Dutta Debojyoti, Guha Rajarshi, Wild David, Chen Ting
School of Informatics, Indiana University, Bloomington, Indiana 47406, USA.
J Chem Inf Model. 2007 May-Jun;47(3):989-97. doi: 10.1021/ci600563w. Epub 2007 Apr 4.
Selecting a small subset of descriptors from a large pool to build a predictive quantitative structure-activity relationship (QSAR) model is an important step in the QSAR modeling process. In general, subset selection is very hard to solve, even approximately, with guaranteed performance bounds. Traditional approaches employ deterministic or stochastic methods to obtain a descriptor subset that leads to an optimal model of a single type (such as linear regression or a neural network). With the development of ensemble modeling approaches, multiple models of differing types are individually developed resulting in different descriptor subsets for each model type. However, it is advantageous, from the point of view of developing interpretable QSAR models, to have a single set of descriptors that can be used for different model types. In this paper, we describe an approach to the selection of a single, optimal, subset of descriptors for multiple model types.

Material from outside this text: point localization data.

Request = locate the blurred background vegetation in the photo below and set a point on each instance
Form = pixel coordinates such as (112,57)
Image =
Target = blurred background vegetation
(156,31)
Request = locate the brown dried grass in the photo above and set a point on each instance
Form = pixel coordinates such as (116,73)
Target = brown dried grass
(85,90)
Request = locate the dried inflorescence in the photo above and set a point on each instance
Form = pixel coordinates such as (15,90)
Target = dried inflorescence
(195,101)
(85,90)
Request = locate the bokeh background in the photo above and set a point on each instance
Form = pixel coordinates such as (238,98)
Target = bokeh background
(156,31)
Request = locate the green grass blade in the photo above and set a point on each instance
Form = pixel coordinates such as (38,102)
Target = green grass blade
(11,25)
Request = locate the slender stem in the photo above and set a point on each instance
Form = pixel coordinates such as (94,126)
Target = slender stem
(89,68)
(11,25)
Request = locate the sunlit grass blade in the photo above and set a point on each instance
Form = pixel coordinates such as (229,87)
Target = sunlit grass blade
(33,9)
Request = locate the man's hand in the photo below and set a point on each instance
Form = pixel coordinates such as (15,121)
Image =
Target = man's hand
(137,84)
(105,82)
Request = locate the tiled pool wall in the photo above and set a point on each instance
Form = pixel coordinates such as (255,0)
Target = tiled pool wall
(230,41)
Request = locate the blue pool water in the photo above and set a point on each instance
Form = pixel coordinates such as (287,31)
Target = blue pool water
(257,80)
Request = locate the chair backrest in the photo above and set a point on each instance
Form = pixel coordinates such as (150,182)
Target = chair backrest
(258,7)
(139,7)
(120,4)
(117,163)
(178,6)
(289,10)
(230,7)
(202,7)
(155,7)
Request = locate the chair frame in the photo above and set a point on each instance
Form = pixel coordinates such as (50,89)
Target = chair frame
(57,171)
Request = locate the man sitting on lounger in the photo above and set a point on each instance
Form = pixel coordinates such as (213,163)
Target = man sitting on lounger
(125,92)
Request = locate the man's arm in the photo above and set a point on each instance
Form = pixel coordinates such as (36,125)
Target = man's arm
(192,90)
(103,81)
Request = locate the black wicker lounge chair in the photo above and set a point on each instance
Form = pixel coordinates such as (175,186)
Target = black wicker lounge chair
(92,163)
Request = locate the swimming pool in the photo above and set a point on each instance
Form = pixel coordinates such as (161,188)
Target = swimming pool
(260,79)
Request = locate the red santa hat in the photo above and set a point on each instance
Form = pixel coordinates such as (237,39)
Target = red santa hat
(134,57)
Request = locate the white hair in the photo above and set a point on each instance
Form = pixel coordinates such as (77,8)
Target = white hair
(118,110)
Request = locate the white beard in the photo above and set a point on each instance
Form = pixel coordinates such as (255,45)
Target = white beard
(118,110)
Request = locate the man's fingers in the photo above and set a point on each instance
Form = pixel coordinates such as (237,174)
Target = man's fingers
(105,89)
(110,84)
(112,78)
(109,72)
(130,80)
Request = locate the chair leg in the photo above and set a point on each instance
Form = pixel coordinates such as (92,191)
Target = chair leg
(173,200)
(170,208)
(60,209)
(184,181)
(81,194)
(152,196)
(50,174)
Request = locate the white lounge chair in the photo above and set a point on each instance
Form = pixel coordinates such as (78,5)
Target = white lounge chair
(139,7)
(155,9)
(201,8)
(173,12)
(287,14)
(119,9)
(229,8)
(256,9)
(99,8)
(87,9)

We apply this approach to three data sets, covering both regression and classification, and show that the constraint of forcing different model types to use the same set of descriptors does not lead to a significant loss in predictive ability for the individual models considered. In addition, interpretations of the individual models developed using this approach indicate that they encode similar structure-activity trends.
从大量描述符中选择一小部分来构建预测性定量构效关系(QSAR)模型是QSAR建模过程中的重要一步。一般来说,子集选择很难解决,即使是近似解决,也难以保证性能界限。传统方法采用确定性或随机方法来获得一个描述符子集,从而得到单一类型的最优模型(如线性回归或神经网络)。随着集成建模方法的发展,不同类型的多个模型被分别开发,导致每种模型类型都有不同的描述符子集。然而,从开发可解释的QSAR模型的角度来看,拥有一组可用于不同模型类型的描述符是有利的。在本文中,我们描述了一种为多种模型类型选择单个最优描述符子集的方法。我们将此方法应用于三个数据集,涵盖回归和分类,并表明迫使不同模型类型使用同一组描述符的约束不会导致所考虑的单个模型的预测能力显著损失。此外,使用此方法开发的单个模型的解释表明,它们编码了相似的构效趋势。